Modifications of the electronic structure of GaSb surface by chalcogen atoms: S, Se, and Te

Modifications to the electronic properties and chemical structures of the GaSb surface using the chalcogen atoms S, Se, and Te were investigated theoretically and experimentally. A self-consistent density-functional theory study indicates that an adsorption of a full monolayer coverage of chalcogen atoms on a Ga-terminated surface reduces the density of gap region states significantly.

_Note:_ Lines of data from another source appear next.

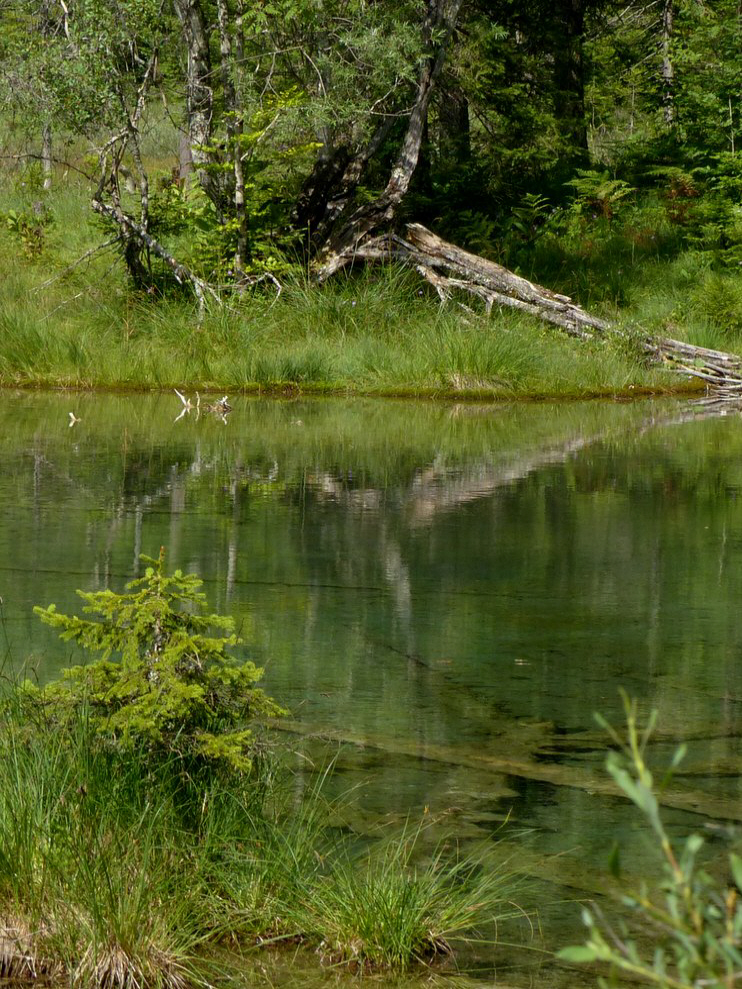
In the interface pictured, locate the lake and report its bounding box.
[0,391,742,986]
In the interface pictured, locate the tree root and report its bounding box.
[319,223,742,400]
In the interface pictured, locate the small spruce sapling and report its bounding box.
[34,549,286,771]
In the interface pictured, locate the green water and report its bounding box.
[0,392,742,986]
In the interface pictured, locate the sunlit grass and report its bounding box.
[0,183,704,397]
[0,685,517,989]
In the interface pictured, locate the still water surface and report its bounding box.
[0,392,742,985]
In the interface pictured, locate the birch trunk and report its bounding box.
[318,0,462,282]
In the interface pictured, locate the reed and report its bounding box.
[0,684,514,989]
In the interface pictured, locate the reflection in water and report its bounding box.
[0,393,742,984]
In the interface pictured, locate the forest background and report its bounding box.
[0,0,742,394]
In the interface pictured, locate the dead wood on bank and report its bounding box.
[318,223,742,398]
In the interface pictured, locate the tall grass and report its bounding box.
[0,180,677,397]
[0,686,514,989]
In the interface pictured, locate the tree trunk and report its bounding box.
[216,0,249,271]
[335,223,742,400]
[173,0,228,220]
[438,83,471,167]
[661,0,675,127]
[317,0,462,281]
[41,120,53,190]
[554,0,587,161]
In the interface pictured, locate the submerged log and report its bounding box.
[318,223,742,399]
[273,721,742,823]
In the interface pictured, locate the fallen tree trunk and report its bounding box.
[318,223,742,399]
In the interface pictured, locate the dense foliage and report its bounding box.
[27,550,286,771]
[0,0,742,302]
[560,696,742,989]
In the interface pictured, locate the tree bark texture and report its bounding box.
[173,0,229,218]
[326,223,742,399]
[318,0,462,281]
[554,0,587,159]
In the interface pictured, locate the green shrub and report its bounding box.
[27,550,285,771]
[560,697,742,989]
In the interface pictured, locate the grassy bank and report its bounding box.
[0,182,713,397]
[0,554,514,989]
[0,691,514,989]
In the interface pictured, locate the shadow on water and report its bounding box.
[0,392,742,986]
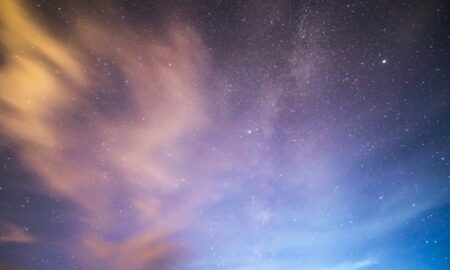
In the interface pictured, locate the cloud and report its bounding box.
[0,222,36,244]
[0,1,209,270]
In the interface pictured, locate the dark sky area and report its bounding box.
[0,0,450,270]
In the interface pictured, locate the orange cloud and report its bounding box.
[0,0,208,269]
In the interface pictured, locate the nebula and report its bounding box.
[0,0,450,270]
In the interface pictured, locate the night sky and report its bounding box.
[0,0,450,270]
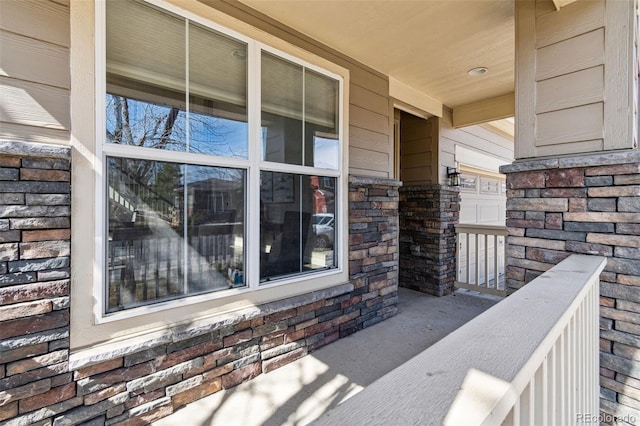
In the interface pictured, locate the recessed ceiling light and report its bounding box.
[467,67,489,76]
[231,49,247,59]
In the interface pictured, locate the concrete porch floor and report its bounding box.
[154,288,501,426]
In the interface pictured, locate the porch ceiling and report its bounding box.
[241,0,515,108]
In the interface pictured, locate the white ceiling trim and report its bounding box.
[553,0,577,10]
[389,77,442,117]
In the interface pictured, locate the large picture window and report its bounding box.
[99,0,342,315]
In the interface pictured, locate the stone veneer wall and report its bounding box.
[0,142,399,425]
[501,151,640,421]
[399,185,460,296]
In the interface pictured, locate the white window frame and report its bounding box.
[93,0,348,324]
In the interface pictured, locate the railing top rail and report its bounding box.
[455,223,507,235]
[314,255,606,426]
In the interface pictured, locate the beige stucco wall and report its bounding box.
[516,0,637,159]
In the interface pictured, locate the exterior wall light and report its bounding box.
[447,167,460,186]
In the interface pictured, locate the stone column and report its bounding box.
[348,176,401,328]
[399,185,460,296]
[0,142,74,424]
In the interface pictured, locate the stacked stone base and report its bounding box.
[501,151,640,421]
[0,142,398,425]
[399,185,460,296]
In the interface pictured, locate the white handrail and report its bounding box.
[455,224,507,296]
[314,255,606,426]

A greater photoluminescence enhancement was observed from GaSb samples treated by chalcogenide (Na2S, Na2Se, or Na2Te) in a nonaqueous than in an aqueous passivation medium. X-ray photoelectron spectroscopy reveals a Ga-rich surface after a nonaqueous passivation, with sulfidization providing a higher concentration of Ga(Sb)-chalcogen bonds than does a passivation with Na2Se or Na2Te. The uptake of chalcogen during the passivation is accompanied by the loss of surface antimony. The formation of Sb-X(X=S, Se, or Te) bonds competes with X displacing surface Sb, which dominates Se or Te incorporation in the GaSb surface lattice. The passivation kinetics was analyzed on basis of a single precursor-mediated coverage-dependent chemisorption proces. (C) 2004 American Institute of Physics.